When building Recoll, the real time indexing support can be customised during package configuration with the --with[out]-fam or --with[out]-inotify options. The default is currently to include inotify monitoring on systems that support it, and, as of Recoll 1.17, gamin support on FreeBSD.

While it is convenient that data is indexed in real time, repeated indexing can generate a significant load on the system when files such as email folders change. Also, monitoring large file trees by itself significantly taxes system resources. You probably do not want to enable it if your system is short on resources. Periodic indexing is adequate in most cases.

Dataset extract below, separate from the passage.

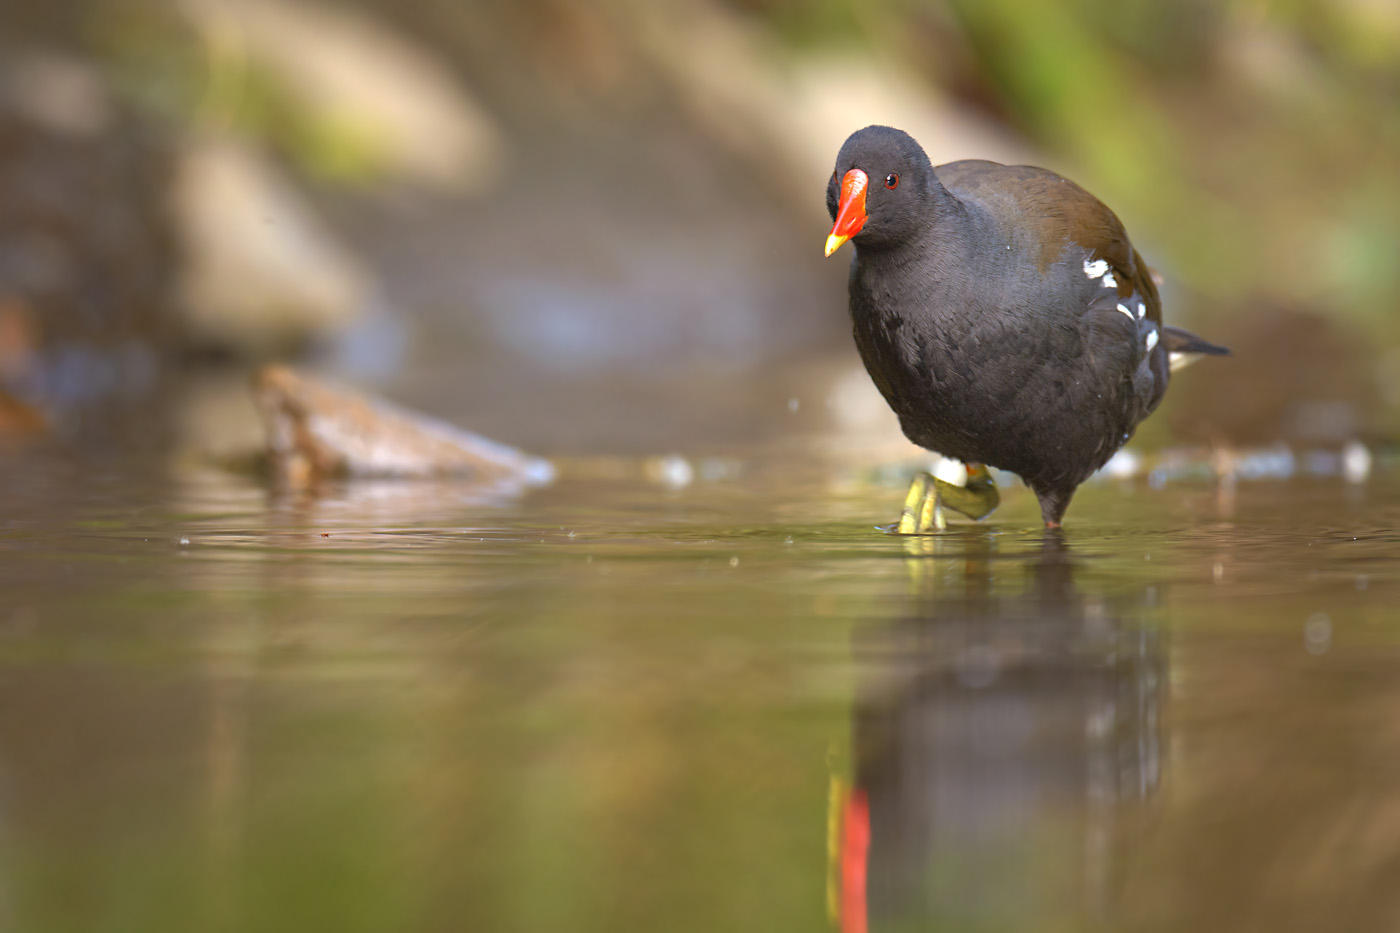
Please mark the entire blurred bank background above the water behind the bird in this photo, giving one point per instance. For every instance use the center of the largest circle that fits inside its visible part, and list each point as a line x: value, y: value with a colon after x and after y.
x: 596, y: 226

Increasing resources for inotify

On Linux systems, monitoring a big tree may need increasing the resources available to inotify, which are normally defined in /etc/sysctl.conf.

        ### inotify
        #
        # cat  /proc/sys/fs/inotify/max_queued_events   - 16384
        # cat  /proc/sys/fs/inotify/max_user_instances  - 128
        # cat  /proc/sys/fs/inotify/max_user_watches    - 16384
        #
        # -- Change to:
        #
        fs.inotify.max_queued_events=32768
        fs.inotify.max_user_instances=256
        fs.inotify.max_user_watches=32768
      

Especially, you will need to trim your tree or adjust the max_user_watches value if indexing exits with a message about errno ENOSPC (28) from inotify_add_watch.